Recommendations and Pitfalls for Looker in Kubernetes

  • 22 June 2022
  • 0 replies
  • 610 views

Looker will not be updating this content, nor guarantees that everything is up-to-date. 

Overview


Deploying the Looker application usually involves database servers, load balancers, and multiple servers running the Looker application itself, as well as other ancillary software. Looker is packaged as a monolithic application distributed in a JAR file. Each node in a Looker cluster is a running instance of Looker on either a Linux server or a container.

Required components


The following components are required for a clustered Looker deployment:

  • GKE
    • Google Kubernetes Engine, managed Kubernetes service (it is possible, but not recommended, to run your own clusters)
  • MySQL
    • Relational database system used by Looker as its "internal" database
  • Shared file system
    • Shared POSIX-compliant multi access block device that all Looker cluster nodes store model data on
  • Containerized version of the Looker application JAR files
    • Containers that contain the Looker application and other required components and libraries

Google Kubernetes Engine (GKE)


Looker leverages modern containerized environments to build a robust and easily managed platform. We rely on managed Kubernetes solutions from the major cloud providers (GCP, AWS, Azure) as the core for our container orchestration system.
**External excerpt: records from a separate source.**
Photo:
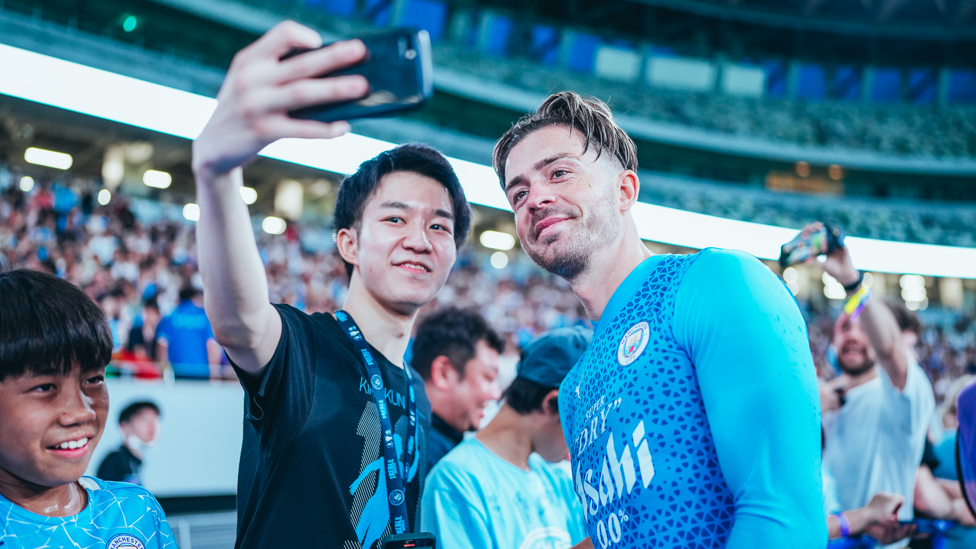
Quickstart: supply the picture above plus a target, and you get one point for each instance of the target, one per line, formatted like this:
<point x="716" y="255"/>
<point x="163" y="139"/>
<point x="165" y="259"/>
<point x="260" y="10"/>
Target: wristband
<point x="845" y="527"/>
<point x="857" y="302"/>
<point x="851" y="287"/>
Standard minimal GKE configuration:

  • Regional private Kubernetes clusters with a minimum of one node per zone (three nodes total at a minimum).
  • Google Cloud Filestore file-sharing service is used as the shared multi-access block device for Looker cluster members.
  • Google's container registry, container hosting.
  • Google's cloud builder, container building and scanning.
  • Kubernetes network security policies (Calico network overlay).
  • Minimum sizes (dependent on usage patterns; starting points only).
    • Looker nodes: 2CPUs, 8 GB of RAM
    • MySQL : 1CPU, 3.75 GB of RAM, 10 GB of SSD
      • Suggest enabling autoscaling of disk
    • Google Cloud Filestore: 1 TB (current minimum allowed by GCP)

MySQL application database


Looker uses a transactional database (often called an internal database) to hold application data. In a clustered Looker configuration, each cluster node must use a common database.

  • Only MySQL is supported for the application database for clustered Looker instances.
  • Cloud SQL is used for Looker's internal database. High availability versions of the database service are recommended.
    • Google's second-generation high availability or primary/secondary replication is recommended.
  • MySQL 5.7 is supported.
  • Google's SQL proxy is used to provide encrypted transport for MySQL.
  • Database should be backed up at least daily.
  • Database should be backed up before any cluster maintenance.

Looker cluster nodes


Each cluster node is a server or container running the Looker Java process. Network connectivity between the nodes is required for cluster communications.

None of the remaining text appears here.